Although BE mediation did not differ between boys and girls, the specific link between obesity and BE was stronger in boys compared to girls. Boys with obesity had lower BE compared to girls. This is a remarkable finding, as previous studies mostly reported similar associations between obesity and BE for boys and girls [18, 34]. An explanation for this finding might be that children with obesity are generally limited in doing sports, while these sport activities prove to be particularly important for body image among boys [56]. Moreover, McCabe et al. [57] pointed out that boys received more messages aimed at muscle gain. In this sense, BE refers to a nuanced concept that goes beyond weight status [14] and might also reflect the muscular ideal, which is particularly internalized by boys [58]. Future studies should further explore whether there are specific components of BE (i.e., weight, appearance) that are influenced by weight status. Finally, in contrast to our hypothesis, we found no evidence that gender moderated the association between BE and the development of depressive symptoms at follow-up. This finding is in line with some other studies [22, 37, 38], but there are also studies suggesting stronger links among females compared to males. One possible explanation relates to the increasing pressures regarding body ideals at younger ages also among boys [59].

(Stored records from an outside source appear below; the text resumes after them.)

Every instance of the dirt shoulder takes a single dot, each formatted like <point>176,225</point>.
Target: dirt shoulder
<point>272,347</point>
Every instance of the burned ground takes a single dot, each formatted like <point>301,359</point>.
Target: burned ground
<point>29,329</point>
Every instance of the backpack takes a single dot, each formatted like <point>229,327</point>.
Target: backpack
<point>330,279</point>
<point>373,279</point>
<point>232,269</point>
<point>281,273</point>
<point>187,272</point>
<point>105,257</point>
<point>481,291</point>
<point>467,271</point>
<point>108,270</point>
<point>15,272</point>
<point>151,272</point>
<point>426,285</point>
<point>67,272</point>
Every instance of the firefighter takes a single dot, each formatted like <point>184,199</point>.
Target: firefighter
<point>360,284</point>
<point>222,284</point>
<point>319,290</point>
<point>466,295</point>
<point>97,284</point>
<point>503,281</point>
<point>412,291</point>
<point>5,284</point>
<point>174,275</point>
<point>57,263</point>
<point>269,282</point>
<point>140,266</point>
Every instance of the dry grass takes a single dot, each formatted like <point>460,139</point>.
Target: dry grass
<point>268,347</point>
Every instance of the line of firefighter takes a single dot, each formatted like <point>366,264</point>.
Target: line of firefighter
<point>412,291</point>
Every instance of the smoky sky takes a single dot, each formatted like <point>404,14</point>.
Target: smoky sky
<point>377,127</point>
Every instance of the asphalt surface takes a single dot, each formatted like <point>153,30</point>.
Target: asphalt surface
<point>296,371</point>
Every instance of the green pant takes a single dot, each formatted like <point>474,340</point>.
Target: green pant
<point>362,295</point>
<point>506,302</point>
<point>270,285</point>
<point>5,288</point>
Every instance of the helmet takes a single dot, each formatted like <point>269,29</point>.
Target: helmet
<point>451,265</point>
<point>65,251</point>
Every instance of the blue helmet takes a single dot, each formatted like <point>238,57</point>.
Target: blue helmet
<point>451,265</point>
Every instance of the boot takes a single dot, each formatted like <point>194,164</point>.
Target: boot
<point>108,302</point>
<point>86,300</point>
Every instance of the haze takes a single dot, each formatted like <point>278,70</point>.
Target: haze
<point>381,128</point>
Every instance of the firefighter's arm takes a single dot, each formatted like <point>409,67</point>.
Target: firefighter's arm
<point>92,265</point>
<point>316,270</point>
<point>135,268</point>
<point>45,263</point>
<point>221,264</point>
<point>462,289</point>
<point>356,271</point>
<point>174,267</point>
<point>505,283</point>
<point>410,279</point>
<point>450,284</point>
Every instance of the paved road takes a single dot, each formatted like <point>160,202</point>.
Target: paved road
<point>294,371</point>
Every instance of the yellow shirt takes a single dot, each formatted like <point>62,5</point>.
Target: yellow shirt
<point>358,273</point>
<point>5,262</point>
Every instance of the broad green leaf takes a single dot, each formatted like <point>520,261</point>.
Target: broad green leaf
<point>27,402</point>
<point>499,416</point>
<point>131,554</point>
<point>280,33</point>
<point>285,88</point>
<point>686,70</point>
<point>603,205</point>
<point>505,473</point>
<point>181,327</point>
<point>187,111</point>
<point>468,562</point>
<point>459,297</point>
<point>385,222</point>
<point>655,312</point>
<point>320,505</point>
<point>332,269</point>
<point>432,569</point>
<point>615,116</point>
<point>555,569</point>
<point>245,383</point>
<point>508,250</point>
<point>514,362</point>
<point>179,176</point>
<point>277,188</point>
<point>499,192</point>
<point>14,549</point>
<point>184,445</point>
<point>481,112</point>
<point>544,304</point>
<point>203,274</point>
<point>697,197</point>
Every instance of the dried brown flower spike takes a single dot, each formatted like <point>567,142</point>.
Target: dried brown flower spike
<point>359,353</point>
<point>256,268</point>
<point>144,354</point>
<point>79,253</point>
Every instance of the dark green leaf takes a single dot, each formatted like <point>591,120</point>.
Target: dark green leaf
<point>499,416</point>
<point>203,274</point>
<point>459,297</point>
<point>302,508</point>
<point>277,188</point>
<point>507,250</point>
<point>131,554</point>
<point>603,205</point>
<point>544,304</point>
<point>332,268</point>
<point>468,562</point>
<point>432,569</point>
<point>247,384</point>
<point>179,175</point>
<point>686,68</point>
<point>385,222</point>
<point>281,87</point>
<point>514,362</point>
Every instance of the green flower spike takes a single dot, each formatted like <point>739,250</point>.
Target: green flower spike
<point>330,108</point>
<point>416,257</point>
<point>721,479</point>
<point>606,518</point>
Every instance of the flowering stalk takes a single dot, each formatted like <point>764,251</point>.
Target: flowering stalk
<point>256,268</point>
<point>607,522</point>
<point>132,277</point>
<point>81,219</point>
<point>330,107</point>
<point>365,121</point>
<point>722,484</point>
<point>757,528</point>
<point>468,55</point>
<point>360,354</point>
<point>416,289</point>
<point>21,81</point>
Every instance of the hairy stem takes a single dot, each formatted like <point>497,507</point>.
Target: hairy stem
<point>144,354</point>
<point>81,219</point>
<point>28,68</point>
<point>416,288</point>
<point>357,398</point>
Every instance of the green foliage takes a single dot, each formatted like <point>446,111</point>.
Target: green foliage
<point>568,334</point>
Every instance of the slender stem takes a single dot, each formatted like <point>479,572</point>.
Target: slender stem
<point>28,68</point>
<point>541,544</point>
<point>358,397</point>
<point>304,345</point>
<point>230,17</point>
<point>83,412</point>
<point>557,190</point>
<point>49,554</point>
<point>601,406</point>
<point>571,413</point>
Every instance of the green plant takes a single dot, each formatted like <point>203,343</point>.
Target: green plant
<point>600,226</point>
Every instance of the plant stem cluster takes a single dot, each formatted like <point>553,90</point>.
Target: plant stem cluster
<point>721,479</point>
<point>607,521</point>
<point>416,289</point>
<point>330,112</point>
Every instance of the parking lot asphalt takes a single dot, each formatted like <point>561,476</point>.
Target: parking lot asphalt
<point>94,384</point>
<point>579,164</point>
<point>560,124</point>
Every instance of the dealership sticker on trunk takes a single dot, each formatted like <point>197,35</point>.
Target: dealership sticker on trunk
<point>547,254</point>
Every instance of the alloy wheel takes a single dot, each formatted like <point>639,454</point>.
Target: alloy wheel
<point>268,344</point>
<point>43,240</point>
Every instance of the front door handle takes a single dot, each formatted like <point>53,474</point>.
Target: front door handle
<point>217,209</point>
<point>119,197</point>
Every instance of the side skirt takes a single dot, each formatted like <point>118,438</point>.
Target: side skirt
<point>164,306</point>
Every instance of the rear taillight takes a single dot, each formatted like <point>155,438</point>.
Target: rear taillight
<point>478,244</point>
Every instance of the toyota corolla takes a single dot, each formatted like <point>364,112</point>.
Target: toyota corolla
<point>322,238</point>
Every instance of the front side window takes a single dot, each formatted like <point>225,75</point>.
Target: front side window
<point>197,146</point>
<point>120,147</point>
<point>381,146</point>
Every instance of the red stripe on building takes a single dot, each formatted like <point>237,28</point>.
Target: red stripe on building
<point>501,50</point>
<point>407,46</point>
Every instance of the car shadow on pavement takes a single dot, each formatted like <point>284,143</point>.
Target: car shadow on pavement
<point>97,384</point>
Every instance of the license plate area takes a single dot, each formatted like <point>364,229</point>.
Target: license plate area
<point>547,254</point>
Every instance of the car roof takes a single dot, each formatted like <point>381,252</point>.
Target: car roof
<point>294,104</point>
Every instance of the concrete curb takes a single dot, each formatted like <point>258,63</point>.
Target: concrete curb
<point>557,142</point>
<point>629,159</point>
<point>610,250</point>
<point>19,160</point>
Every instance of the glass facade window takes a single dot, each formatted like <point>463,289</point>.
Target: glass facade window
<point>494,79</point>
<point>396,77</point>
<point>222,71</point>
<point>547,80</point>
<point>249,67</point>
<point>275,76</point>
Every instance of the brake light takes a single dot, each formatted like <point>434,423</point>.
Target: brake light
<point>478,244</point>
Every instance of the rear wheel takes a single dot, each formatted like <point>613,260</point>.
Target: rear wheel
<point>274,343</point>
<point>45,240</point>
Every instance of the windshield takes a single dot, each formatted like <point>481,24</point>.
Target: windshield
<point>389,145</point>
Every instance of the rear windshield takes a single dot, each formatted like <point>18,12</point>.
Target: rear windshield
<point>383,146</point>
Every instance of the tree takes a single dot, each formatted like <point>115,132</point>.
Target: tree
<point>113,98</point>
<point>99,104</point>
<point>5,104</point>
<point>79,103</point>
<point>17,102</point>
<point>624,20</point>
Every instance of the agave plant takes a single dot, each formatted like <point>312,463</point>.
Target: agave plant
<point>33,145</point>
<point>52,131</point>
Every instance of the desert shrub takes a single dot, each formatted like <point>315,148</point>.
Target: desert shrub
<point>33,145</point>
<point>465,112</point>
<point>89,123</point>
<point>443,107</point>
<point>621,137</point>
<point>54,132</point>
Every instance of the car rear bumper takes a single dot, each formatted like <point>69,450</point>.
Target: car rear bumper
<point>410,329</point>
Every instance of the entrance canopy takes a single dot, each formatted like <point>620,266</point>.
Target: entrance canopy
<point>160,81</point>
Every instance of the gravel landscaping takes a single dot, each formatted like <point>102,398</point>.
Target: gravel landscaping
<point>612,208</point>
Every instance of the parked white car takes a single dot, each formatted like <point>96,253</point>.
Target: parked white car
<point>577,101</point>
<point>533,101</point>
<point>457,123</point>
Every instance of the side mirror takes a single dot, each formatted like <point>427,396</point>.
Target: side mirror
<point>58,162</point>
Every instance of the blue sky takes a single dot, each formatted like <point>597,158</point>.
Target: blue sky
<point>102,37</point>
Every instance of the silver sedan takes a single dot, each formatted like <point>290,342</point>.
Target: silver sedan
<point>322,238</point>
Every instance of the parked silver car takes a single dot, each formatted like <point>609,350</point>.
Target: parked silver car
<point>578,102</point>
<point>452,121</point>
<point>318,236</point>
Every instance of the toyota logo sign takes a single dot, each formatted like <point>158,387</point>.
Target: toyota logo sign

Strengths, limitations, and future directions

Our study is based on a case–control design of children with and without obesity who were matched on important sociodemographic characteristics (i.e., SES, age) and who were followed over time. Our prospective design and the matching are notable strengths. However, there are also some limitations that should be acknowledged. First, although we prospectively examined the development of depressive symptoms over time, the IV and the mediator were assessed at the same time point. For further studies, it would be relevant to test for competing explanations, such as the role of weight bias and weight teasing on BE and depressive symptoms [60]. Moreover, our sample comes from a specific region of Spain. This may limit the generalizability of the results. Finally, while our sample size is relatively small, the case–control design lowered the need to control for various covariates. Moreover, we have imputed missing data and findings were rather similar for complete and completed (i.e., observed and imputed) case analyses. Nevertheless, future studies are encouraged to recruit larger, representative samples. To help guide sample size decisions for such a study, post hoc Monte Carlo power analysis for the unconditional indirect effect in this study, with sample size set to n = 100 and α set to 0.05, revealed an acceptable power of 0.76 [61]. Following Aberson et al. [62], to achieve similar statistical power for the conditional indirect effects in the moderated mediation model, a sample size of 2n is recommended.

Conclusions

The current study provides evidence that BE mediates the prospective association between childhood obesity and adolescent depressive symptoms. We did not find significant evidence that gender moderates this mediation. Future studies with larger sample sizes and longer term follow-ups are urged to re-examine this moderated mediation. The findings may have important implications for clinical practice. Future clinical preventive intervention trials should examine whether improving BE in high-risk children (i.e., children with obesity) reduces the development of adolescent depressive symptoms.